While interacting with multiple images, there can be many unnamed and unwanted (dangling) images are being created. These can take a lot of space in the disk. Hence periodically it is required to purge  them from the system. Use the following to do the trick:

$ docker rmi $(docker images -q -f dangling=true)

Up to now, we used Docker run command to create containers. While creating it downloads the given image from the Docker Hub. This downloading to the local basically takes some time. If you want to save this time when you are creating the container, you can have the alternate route by first pulling the required template from the Docker Hub and then creating the container using the downloaded image.
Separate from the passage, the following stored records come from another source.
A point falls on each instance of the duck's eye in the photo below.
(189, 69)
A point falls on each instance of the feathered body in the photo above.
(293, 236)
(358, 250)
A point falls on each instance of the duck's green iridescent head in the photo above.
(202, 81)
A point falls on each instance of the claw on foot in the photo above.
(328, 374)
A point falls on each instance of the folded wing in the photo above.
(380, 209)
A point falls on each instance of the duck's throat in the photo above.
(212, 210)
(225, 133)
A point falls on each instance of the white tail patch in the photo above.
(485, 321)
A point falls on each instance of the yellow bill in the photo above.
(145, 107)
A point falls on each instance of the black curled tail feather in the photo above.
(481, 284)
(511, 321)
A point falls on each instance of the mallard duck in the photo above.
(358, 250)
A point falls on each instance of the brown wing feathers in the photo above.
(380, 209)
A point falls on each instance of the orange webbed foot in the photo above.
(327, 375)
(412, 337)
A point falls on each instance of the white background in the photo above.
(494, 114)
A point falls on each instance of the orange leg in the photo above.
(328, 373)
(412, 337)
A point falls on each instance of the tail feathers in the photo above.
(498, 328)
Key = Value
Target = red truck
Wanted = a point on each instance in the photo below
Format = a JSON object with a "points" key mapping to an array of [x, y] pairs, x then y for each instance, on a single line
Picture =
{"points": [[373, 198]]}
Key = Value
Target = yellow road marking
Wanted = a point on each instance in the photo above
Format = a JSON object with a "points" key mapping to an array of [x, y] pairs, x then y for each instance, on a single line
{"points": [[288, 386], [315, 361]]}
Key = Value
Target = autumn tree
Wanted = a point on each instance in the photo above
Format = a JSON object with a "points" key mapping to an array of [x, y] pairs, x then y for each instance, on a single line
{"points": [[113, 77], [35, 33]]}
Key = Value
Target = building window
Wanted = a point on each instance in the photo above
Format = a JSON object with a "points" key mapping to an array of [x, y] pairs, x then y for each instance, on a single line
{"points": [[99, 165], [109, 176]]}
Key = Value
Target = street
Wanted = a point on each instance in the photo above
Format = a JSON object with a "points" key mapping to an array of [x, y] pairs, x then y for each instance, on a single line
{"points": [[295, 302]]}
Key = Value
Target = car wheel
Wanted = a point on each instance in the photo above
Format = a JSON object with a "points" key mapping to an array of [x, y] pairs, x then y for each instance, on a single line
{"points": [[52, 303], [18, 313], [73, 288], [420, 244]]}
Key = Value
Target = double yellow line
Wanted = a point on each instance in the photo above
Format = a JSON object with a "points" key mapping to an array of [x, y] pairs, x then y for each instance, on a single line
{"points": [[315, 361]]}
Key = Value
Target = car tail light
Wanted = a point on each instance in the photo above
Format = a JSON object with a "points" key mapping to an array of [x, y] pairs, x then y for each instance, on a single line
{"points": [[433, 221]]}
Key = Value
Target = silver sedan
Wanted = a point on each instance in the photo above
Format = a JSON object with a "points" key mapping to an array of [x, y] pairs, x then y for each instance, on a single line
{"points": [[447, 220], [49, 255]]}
So here are the steps

// Pulling the image from Docker Hub
$ sudo docker pull fedora

// Creating a Docker Container using the pulled image
$ sudo docker run -i -t fedora /bin/bash

Now if you see, you will have 3 containers.

$ sudo docker ps -a

86476cec9907 fedora:latest ---
4d8b96d1f8b1 ubuntu:12.04  ---
c607547adce2 ubuntu:latest ---
Building your own Docker Images

There are two ways to do this.

Method (1). Via docker commit command

Method (2). Via docker build command with a Dockerfile (This is the recommended method)

To test method (1), first create a container using an already pulled image and then do some alteration to the image and then execute docker commit.

// Creating a Docker Container using an image
$ sudo docker run -i -t ubuntu:14.04 /bin/bash

// Alter the image
$ apt-get -yqq update
$ apt-get -y install apache2

// Committing the changes to the image
// Here, crishantha is the account created
// in the Docker Hub repository
// you may use Docker Hub or any other Docker repo
// 9b48a2b8850f is the Container ID of the contatiner

$ sudo docker commit 9b48a2b8850f crishantha/apache2

// List the Docker images
// Here the Docker altered image ID is shown
$ sudo docker images crishantha/apache2
crishantha/apache2 latest 0a33454e78e4 ....

To test method (2), you may create a Dockerfile at a given directory and specify the required changes needed for the image. For example, the Dockerfile can have the following lines, for an Ubuntu 14.04 image. FROM basically pulls the ubuntu 14.04 image and then RUN commands basically executes and add more layers to the image. EXPOSE will basically expose port 80 from the container.

Before executing the Dockerfile, it is good to create a new directory and create the DockerFile within that directory. Here the directory is called static_web.

FROM ubuntu:14.04
RUN apt-get update
RUN apt-get install -y apache2
EXPOSE 80

Once this is done, you can execute the Dockerfile by,

$ sudo docker build -t="crishantha/static_web" .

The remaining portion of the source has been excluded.